この内、今回一番香りを立たせたいのは、カスリメティとクローブです。なので、他のスパイスはちょっと少なめにしておく。

<香りの考え方>
大事な話なので長くなるよ。

「何の香りを立たせたいか」というのが、スパイス料理の一番の悩みどころだと思う。悩んだ末にあれもこれもと種類を使いがちだけど、実はそれをやると各スパイスの特徴的な香りが綺麗なグラデーションになってしまい、マイルドで角のない香りに仕上がってしまう。

それもそれで調和が取れていて悪い事ではないのだけれど、みんなが考える「本格的なあの香り」というのは、何か1本強烈な軸があって、それを補強するために脇役がいるというバランスのはず。
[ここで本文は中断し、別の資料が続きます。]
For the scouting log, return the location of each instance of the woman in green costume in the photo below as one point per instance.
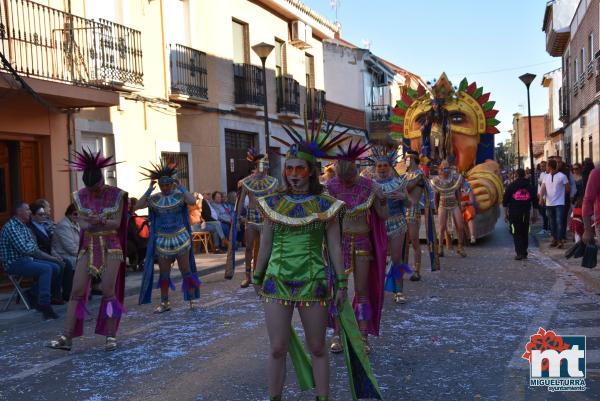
(291, 271)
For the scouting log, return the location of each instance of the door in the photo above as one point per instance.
(5, 187)
(236, 148)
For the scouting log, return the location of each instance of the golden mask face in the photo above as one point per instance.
(467, 122)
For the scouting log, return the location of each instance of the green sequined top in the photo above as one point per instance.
(295, 273)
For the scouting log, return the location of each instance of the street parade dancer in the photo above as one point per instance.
(447, 186)
(256, 185)
(291, 272)
(419, 198)
(102, 216)
(364, 240)
(394, 189)
(170, 236)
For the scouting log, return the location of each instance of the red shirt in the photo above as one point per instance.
(591, 199)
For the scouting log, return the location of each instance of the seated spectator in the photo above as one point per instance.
(63, 282)
(138, 233)
(65, 245)
(212, 225)
(21, 256)
(223, 213)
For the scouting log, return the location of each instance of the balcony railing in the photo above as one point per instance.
(248, 85)
(44, 42)
(315, 102)
(288, 95)
(188, 72)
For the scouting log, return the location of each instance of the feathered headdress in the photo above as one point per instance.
(379, 154)
(253, 156)
(87, 160)
(163, 172)
(316, 143)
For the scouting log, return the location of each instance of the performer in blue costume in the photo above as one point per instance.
(394, 189)
(170, 236)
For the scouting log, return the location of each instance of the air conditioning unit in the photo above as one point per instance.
(300, 35)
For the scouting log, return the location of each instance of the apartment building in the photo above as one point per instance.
(572, 29)
(554, 134)
(55, 62)
(362, 88)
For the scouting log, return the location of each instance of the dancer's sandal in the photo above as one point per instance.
(366, 344)
(62, 342)
(416, 276)
(399, 298)
(111, 343)
(164, 306)
(336, 345)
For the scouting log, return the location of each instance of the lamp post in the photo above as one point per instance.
(527, 80)
(263, 50)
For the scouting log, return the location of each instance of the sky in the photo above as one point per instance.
(491, 42)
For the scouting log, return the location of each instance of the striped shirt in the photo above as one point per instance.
(16, 242)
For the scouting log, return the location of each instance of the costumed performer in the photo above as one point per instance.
(102, 217)
(170, 236)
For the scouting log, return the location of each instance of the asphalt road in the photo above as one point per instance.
(460, 337)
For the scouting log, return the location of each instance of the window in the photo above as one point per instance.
(310, 71)
(241, 54)
(591, 46)
(181, 160)
(280, 69)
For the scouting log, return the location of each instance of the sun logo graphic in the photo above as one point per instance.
(557, 362)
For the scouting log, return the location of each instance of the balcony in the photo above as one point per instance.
(248, 86)
(315, 102)
(288, 97)
(379, 118)
(43, 42)
(188, 74)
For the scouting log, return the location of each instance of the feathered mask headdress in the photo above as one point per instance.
(316, 143)
(164, 173)
(87, 160)
(379, 154)
(253, 156)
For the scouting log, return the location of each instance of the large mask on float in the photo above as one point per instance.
(465, 113)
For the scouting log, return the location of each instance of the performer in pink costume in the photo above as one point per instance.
(102, 216)
(364, 240)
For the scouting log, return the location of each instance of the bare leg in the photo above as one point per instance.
(361, 290)
(413, 234)
(459, 226)
(81, 282)
(443, 219)
(278, 318)
(251, 237)
(395, 244)
(314, 321)
(109, 278)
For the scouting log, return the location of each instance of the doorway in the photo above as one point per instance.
(236, 148)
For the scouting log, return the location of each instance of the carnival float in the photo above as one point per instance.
(458, 124)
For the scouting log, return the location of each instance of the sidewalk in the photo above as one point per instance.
(591, 277)
(206, 264)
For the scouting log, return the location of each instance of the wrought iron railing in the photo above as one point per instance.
(315, 102)
(288, 95)
(248, 84)
(380, 112)
(188, 72)
(44, 42)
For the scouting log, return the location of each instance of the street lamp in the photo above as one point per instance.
(527, 80)
(263, 50)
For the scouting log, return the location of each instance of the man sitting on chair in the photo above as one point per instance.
(21, 256)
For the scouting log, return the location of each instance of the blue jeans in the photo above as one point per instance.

よって、よく「○○種類のスパイスを使った本格スパイシーカレー!」なんて売り文句を使う人がいるけれども、それだとスパイシーというより香りの丸いバランス型になってしまいます。

日本人が考える「スパイシー」って、もっとトガっている香りを指すはずで、そのためにはスパイスの種類と量を厳選すべき。その具材に対してどの香りが合うか、もしくは「自分がどんな香りで食べたいか」をよく考えて、それに必要なスパイスを用意する。

この「自分の好みで」という部分について掘り下げておくと、香りの好みなんて人それぞれだし、私のように家族に食べさせる場合は「あいつはこの香りは苦手だから」なんて条件も出て来るはず。
なので 「この材料を使う場合は絶対にこのスパイスじゃなきゃダメだ」 なんて原理主義的な考え方は大間違いだと思う。

私に色々と教えてくれた某権威は「インドでは家族の体調を見てお母さんが使うスパイスを変えたりしていた」なんて教えてくれたんだけど、じゃあ日本人もそれを真似るべきだよね。

個々が好みに合わせて、自由にやればいい

これがスパイスを使う際の一番のポイントだと思うの。

長くなったけど、せっかくの機会なのでついでに言っておきますが、多くの日本人が考える「スパイシー!」って、早い話が「ニンニクと胡椒と唐辛子のこと」です。それを強く効かせれば、それだけでスパイシーになるので、後はそこに特徴的な香りを1つ2つ足せばいい。

香りの考え方、スパイシーという言葉の考え方の基本はそんな感じ。